As Schreiber explains it, this type of bead is “functionalized,” or made chemically functional, only on its outside layer, making it more efficient overall in the ion exchange process.
“You can get similar results with fine-mesh resin, where the functionality (ion exchange) is very rapid, but fine-mesh resin beds give you more of a pressure drop,” he says.
Several other companies also continue to advance resin technology, and the new regulatory push for arsenic removal also appears to be an incentive for further resin improvements.
Still up in the air
Overall, Schreiber says, “The [water treatment] industry is looking to all kinds of ways to reduce salt. It’s going to be an evolutionary process,” He says DIR and new resins are among the more recent stages of that process.
Some say there may be some evidence that magnetic technology is effective in reducing hardness-related pipe scale in continuous-flow, closed-loop circulation systems like boiler or cooling tower applications. However, its effectiveness in softening applications for home or commercial water consumption remains at least an open question.
Magnetic water conditioning has traditionally drawn skepticism from many in the industry, who continue to await harder scientific proof of its effectiveness.
“Because water doesn’t form scale doesn’t necessarily mean it’s been softened,” Schreiber says. “The calcium and magnesium may still be there, and can still affect soap.”
Must be provable
With any new water treatment technologies that are developed, including those affecting softening, the science and chemistry must be “clear and defined,” Culligan’s Brigano says, and those technologies and the data that support them must be able to be easily validated according to widely accepted industry standards.
“Obviously, the key is efficiency in salt usage and water usage,” Brigano says.
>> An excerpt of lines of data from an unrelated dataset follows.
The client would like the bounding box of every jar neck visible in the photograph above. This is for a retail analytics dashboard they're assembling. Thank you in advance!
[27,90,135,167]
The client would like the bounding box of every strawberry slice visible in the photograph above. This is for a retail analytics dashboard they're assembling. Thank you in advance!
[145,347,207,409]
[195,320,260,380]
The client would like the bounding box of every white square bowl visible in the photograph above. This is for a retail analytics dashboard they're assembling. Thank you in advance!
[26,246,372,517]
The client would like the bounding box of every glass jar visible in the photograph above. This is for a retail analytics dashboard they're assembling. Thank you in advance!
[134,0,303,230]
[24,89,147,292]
As one example of an effort in that direction, Brigano says Culligan has developed a sensor system, in which a probe inside the resin bed monitors the resistivity of the water, which is a function of the concentration of certain ions. The probe sends a digital signal to the softener valve to activate regeneration and rinsing.
What the system ‘knows’
With such a digital sensor device, Brigano says, the water system “knows” from a chemical standpoint exactly where the resin bed exhaustion front is — that “front” being the point when the resin beads have reached a certain limit in their ability to exchange sodium ions for calcium and magnesium ions. The control also “knows” when it is time to start the regeneration cycle.
Probe technology that meters chemical variables in softeners is not new, according to Brigano, but the recent refinements involving digital technology instead of analog allow greater fine-tuning.
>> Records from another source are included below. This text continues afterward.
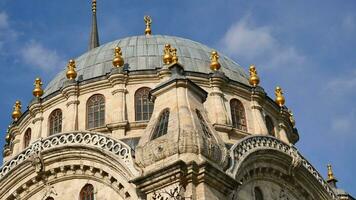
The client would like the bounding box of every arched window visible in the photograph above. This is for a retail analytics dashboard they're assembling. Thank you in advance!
[23,128,31,148]
[230,99,247,131]
[254,187,263,200]
[49,109,62,135]
[87,94,105,129]
[265,115,275,136]
[135,87,153,121]
[152,108,169,140]
[196,110,212,138]
[79,184,94,200]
Several manufacturers now offer valves and controls with programmable digital options, to help the water system owner customize salt consumption.
Mike Hamberger, national sales manager of Water-Right, Inc., an Appleton, WI-based manufacturer of water conditioning systems, says more computer technology could be applied to all kinds of water treatment, include softener controls.
There’s now a much wider variety of problem well waters being encountered by people moving to rural areas, Hamberger says. That’s creating demand for more “intelligent” systems that can tackle more complicated mixes — of contaminants, hardness minerals, TDS and pH — than a basic softener suitable for municipal water.
Staying awhile
Clearly, ion exchange technology is here to stay awhile, and for some good reasons.
“The advantage of ion exchange softening is that it’s very complete and very robust,” WQA’s Harrison observes. “It can be used in a very wide variety of water conditions, with many variables, and it still works.”
Although he and others don’t think ion exchange technology will ever be replaced, they also understand that any technology never stands still.
As Harrison puts it, “They’re working on it.”